Wildfire Resilience Block Grants


Department: CAL FIRE


Program Description: CAL FIRE created Wildfire Resilience Block Grants in 2022 to build local capacity while providing financial and technical forestry assistance to nonindustrial forest landowners. The power of this program comes from the regional partner’s ability to set parameters for assistance that directly meet the unique needs of the landowners in their local region. As part of these grants, CAL FIRE also created and funded Emergency Forest Restoration Teams (EFRT) to quickly restore forestlands burned by wildfires, often funding them while the fire is still ongoing.

Projects under this grant:

  • Make funding available through agreements with landowners to pay for specific, non-commercial ecological forest improvement and wildfire resilience practices.
  • Provide technical assistance to promote information sharing and education on the full range of effective forest management practices and opportunities as well as forest management education and management planning.

Program Impact: This support for small forest landowners includes:

  1. Eleven grant funded projects awarded, totaling more than $30 million.
  2. More than12,000 acres planned for treatment.
  • More than 500 individual landowners assisted.
  • More than 500,000 seedlings to be planted.

Resilience in Action: The Dixie Fire ignited on July 13th 2021, eventually burning 963,309 acres in Plumas, Butte, Lassen and Tehama Counties. The fire caused significant damage and the destruction of communities and ecologies. Half the fire burned with a tree mortality of 90 percent, creating landscape conditions without the potential for natural regeneration, susceptible to type conversion, erosion, and with residual hazardous fuels.

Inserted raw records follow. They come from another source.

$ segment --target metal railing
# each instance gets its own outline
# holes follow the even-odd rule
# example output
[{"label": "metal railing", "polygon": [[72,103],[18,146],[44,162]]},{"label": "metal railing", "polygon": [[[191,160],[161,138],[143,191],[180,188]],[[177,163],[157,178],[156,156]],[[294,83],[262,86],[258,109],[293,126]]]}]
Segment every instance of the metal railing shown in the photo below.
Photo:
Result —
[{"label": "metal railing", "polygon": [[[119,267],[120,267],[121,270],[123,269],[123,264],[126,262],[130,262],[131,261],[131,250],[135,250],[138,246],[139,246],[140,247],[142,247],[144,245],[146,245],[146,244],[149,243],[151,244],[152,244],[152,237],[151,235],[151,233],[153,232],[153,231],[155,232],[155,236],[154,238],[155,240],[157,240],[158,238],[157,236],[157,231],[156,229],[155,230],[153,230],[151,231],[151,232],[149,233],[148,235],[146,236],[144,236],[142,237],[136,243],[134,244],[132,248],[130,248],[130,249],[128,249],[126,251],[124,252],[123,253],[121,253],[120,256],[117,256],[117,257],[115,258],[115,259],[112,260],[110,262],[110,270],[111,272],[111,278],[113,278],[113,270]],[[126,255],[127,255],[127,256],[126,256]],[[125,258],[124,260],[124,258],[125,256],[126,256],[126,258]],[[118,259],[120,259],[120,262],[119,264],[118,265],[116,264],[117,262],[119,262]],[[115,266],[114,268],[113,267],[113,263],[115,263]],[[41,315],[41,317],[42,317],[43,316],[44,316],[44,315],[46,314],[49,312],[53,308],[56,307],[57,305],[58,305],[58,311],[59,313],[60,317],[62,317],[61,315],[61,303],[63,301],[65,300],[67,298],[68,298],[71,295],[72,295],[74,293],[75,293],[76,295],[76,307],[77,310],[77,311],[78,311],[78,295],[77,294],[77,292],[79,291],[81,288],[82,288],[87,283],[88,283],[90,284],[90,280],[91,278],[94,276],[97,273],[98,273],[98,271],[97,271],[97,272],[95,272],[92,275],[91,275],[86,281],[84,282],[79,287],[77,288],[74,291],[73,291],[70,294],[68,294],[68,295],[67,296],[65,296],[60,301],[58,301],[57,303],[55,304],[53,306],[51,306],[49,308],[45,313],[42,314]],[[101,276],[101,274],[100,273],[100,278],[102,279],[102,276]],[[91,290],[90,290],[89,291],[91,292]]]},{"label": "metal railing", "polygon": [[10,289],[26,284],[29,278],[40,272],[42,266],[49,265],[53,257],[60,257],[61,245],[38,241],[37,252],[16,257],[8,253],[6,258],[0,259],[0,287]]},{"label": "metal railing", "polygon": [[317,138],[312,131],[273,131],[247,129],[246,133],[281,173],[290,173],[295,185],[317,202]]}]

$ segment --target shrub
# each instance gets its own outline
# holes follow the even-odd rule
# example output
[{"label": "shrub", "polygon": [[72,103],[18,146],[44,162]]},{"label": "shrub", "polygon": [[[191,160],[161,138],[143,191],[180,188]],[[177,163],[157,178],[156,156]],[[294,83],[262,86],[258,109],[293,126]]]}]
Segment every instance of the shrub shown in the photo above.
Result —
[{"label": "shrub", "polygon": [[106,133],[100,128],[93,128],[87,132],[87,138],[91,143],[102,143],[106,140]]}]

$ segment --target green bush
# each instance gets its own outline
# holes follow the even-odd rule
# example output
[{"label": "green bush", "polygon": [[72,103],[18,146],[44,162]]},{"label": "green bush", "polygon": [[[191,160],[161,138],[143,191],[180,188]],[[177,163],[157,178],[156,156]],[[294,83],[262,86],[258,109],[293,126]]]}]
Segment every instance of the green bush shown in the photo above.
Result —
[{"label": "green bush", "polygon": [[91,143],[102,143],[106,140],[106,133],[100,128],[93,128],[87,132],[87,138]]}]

CAL FIRE awarded an $8M grant to the Feather River Resource Conservation District to formulate an Emergency Forest Restoration Team (EFoRT) in early 2022 to address this unprecedented need. The EFoRT is working with NIPF landowners to provide technical assistance and implement post-fire restoration activities across 2,558 acres. They are providing rapid assessments, securing permitting, and creating an implementation plan to satisfy restoration goals. EFoRT will ultimately implement these forest management plans.